Luanda - Nos últimos dias, entre os assuntos mais discutidos em fóruns familiares, de amigos ou mesmo entre desconhecidos nos taxis ou nos mercados, com certeza que a crise e o reaparecimento da febre amarela se destacam.

Fonte: Club-k.net

No último final de semana, uma vizinha que prestava assistência a um familiar seu que se encontrava internado no hospital geral de Luanda contou‐nos sobre o terror que diz ter vivido nos três dias que pernoitou naquele hospital. Ela ficou espantada pelo número de mortes que eram evacuados para a morgue todos os dias. Segundo ela, em média, tomava conhecimento de mais de 20 óbitos por dia. Contou que a cena que mais a marcou foi a morte no mesmo dia de dois filhos de um casal jovem.

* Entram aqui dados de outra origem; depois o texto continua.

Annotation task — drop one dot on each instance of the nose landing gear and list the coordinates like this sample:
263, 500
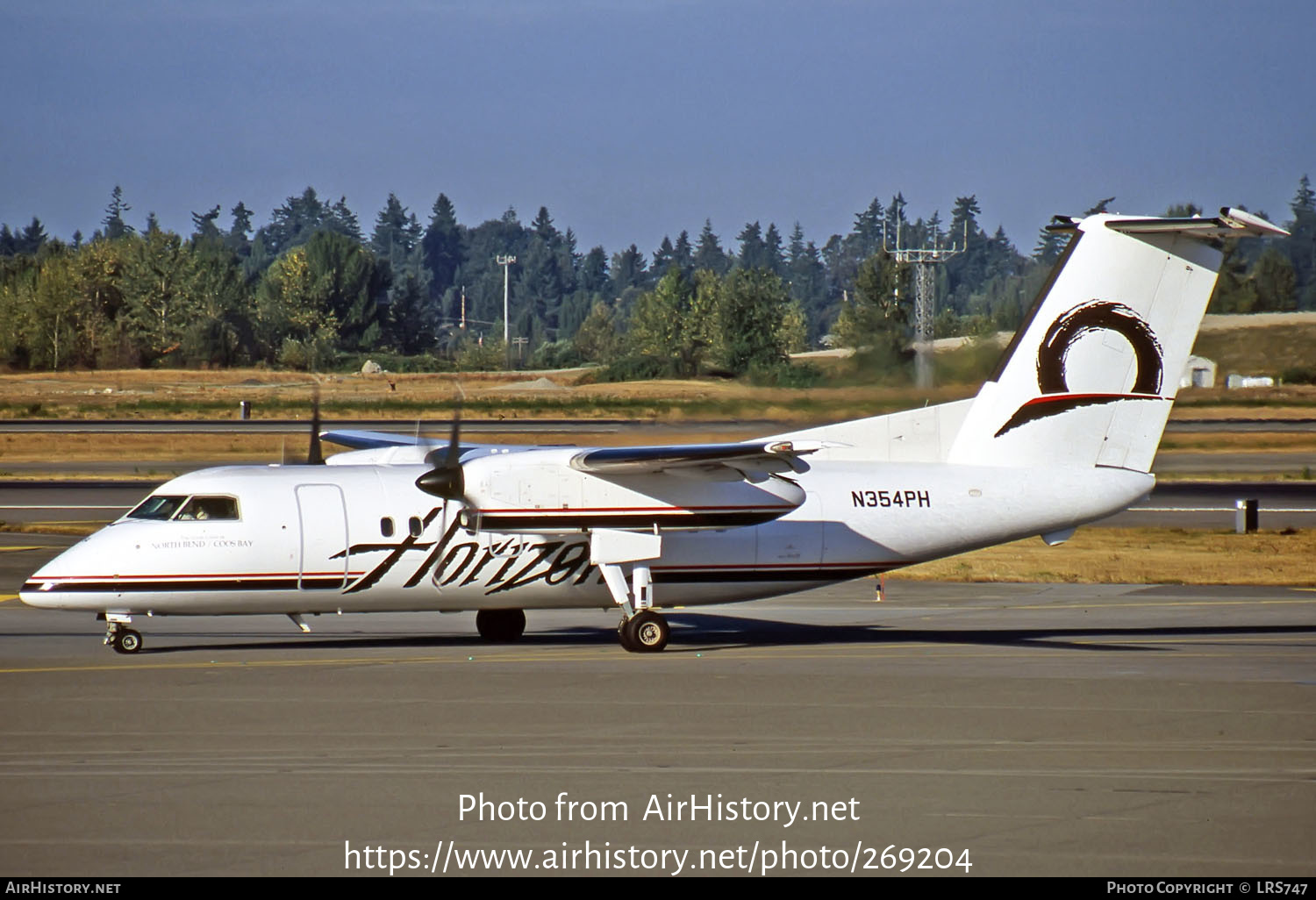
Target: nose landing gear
124, 639
645, 632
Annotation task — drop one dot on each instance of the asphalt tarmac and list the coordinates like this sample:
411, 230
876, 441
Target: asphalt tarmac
1024, 729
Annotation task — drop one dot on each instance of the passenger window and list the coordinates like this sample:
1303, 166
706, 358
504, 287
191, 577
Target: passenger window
203, 508
158, 507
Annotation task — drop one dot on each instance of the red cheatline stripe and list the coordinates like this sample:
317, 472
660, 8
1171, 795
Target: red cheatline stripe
558, 511
220, 575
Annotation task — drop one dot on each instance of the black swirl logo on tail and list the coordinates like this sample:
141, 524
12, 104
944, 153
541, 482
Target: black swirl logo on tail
1053, 355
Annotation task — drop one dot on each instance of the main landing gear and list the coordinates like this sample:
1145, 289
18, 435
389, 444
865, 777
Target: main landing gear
124, 639
641, 629
500, 625
645, 632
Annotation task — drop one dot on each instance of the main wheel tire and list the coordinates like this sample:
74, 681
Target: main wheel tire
647, 632
500, 625
128, 641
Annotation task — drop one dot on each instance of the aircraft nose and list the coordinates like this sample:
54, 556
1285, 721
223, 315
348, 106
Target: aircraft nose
39, 589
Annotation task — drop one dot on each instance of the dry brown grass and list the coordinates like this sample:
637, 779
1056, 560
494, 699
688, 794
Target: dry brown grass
1239, 441
1137, 555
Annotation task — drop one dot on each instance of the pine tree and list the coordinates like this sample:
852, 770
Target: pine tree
753, 250
442, 246
773, 255
32, 237
708, 252
1305, 202
663, 257
113, 221
203, 225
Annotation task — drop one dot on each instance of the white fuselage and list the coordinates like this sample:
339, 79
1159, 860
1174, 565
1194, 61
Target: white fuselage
363, 539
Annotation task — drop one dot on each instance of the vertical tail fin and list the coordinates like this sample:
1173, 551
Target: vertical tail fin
1092, 371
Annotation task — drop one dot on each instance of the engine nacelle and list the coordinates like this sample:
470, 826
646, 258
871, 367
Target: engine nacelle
540, 492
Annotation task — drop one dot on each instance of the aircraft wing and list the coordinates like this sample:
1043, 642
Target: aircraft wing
695, 458
375, 439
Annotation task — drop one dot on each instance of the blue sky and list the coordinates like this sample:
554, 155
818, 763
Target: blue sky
634, 120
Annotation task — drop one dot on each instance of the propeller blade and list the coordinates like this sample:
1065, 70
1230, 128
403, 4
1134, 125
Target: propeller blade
445, 479
315, 455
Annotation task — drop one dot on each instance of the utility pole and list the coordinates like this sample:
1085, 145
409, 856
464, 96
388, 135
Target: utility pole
924, 295
505, 262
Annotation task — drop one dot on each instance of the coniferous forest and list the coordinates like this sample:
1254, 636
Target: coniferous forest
313, 289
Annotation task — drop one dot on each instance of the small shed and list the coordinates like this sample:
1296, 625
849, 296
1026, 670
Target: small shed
1198, 371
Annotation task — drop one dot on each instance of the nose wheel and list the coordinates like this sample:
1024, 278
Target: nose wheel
124, 639
645, 632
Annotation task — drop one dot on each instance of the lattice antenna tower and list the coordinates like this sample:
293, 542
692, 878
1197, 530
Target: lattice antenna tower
924, 292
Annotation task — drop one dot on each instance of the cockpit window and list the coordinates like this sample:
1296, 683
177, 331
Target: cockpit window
199, 508
161, 505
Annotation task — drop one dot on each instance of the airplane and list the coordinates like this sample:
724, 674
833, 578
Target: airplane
1061, 434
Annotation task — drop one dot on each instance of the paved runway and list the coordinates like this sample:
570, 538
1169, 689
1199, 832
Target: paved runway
1045, 729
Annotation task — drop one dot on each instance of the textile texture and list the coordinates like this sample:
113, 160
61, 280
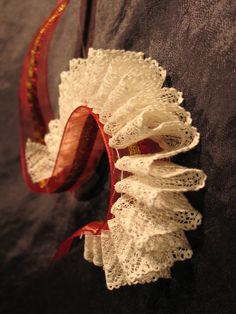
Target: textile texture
195, 42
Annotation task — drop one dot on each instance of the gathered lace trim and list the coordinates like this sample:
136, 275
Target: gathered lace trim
146, 235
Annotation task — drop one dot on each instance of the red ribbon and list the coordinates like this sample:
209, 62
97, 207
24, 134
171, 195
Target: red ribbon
83, 136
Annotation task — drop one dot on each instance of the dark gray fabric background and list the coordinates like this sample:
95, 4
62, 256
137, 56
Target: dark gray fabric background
195, 42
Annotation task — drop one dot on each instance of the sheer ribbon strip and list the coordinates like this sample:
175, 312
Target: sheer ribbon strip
114, 100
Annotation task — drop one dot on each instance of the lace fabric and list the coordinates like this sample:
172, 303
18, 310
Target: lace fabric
146, 234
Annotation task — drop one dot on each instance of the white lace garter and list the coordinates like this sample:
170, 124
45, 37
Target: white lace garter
146, 234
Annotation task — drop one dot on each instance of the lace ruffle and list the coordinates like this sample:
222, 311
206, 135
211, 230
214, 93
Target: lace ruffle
146, 235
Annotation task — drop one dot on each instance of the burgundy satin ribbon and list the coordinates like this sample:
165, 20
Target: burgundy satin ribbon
83, 136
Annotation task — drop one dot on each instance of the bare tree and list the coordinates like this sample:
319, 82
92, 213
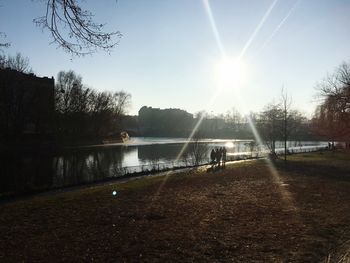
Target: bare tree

Um morreu as 5h00 e o outro as 7h30. Ambos por sintomas que se assemelhavam à febre amarela.

 

Quase todos os bancos de urgência dos hospitais e centro de saúde públicos em Luanda estão sempre abarrotados de gente procurando por socorro. Vemos pessoas deitadas no chão, algumas aos gritos e outros quase inconscientes. É uma vista de quebrar o coração.

 

Um articulista descreveu uma breve conversa com um coveiro do cemiteiro da Viana que, com um desabafo e aparente estado de exaustão expressou‐se preocupado pela média acima dos 50 funerais que realizavam naquele pequeno cemiteiro todos os dias. Quantos funerais estarão a ser realizados todos os dias nos outros cemitérios formais e informais espalhados por Luanda?

 

Estamos a viver uma situação caótica e de calamidade, não encontro palavras diferentes que classifiquem a presente situação . É doloroso ver indíviduos cheios de energia e que muito tinham para dar ao país partirem de forma tão prematura por causa da picada de um mosquito malandro. Mas, o que mais me indigna é o facto desta situação ter sido anunciada há já algum tempo. Tudo começou nos meados do ano passado quando a situação do saneamento básico em Luanda ficou totalmente descontralada. As nossas pesquisas realizadas no âmbito da Rede Contra Pobreza Urbana indicaram que o saneamento básico nas zonas peri‐urbanas se encontrava num estado tão degradado que a saúde dos cidadãos estava ameaçada. Alertamos que era imperioso que de forma urgente se invertesse o quadro antes do início da queda das chuvas.

 

Como é sabido, a quantidade do lixo produzido em Luanda é superior à capacidade de recolha das operadoras. Este deficit faz com que os populares em alguns bairros recorram à queimadas do lixo e, quando as torneiras do céu se abrem, a água espalha o lixo por todo o lado. Em alguns bairros peri‐urbanos existem zonas onde os problemas ambientais causados pelo lixo são tão graves que um visitante teria dificuldades em acreditar que alí vivem seres humanos.

 

Não se pode falar em desenvolvimento de um país com uma população doentia. Engana‐se quem pensa que a construção de mais hospitais ou centros médicos irão resolver os graves problemas de saúde que vivemos no país. A falta de proactividade tem sido um dos grandes entraves que emperram o desenvolvimento de Angola. Parece que somos bons a agir somente quando a casa já está em chama, não preveninos. Somos reactivos, e mesmo assim de forma lenta.

 

Estamos sempre a escutar que os poucos recursos que o país dispõe neste momento devem ser canalizados para áreas estratégicas e prioritárias. O que é mais prioritário do que a perservaçao da vida do cidadão? A recolha e o tratamento do lixo é tão prioritário como o fornecimento de água, luz e a disponibilidade de comida. Por causa da negligência de alguém que não soube negociar ou abrir os cordões da bolsa para pagar as empresas de recolha de lixo, agora temos que enterrar os nossos ente queridos. E para piorar a situação, alguém disse que tivemos que pedir emprestados USD 500 mil à China para comprar vacinas de febre amarela. A ser verdade, é uma autêntica vergonha, uma vez que é para emergências do género que se devem usar as reservas do país. A vida de cada Angolano deve ser preservada até às últimas consequências, tal como é feito nos países onde a vida dos cidadãos é valorizada. Qual é o valor da vida do Angolano?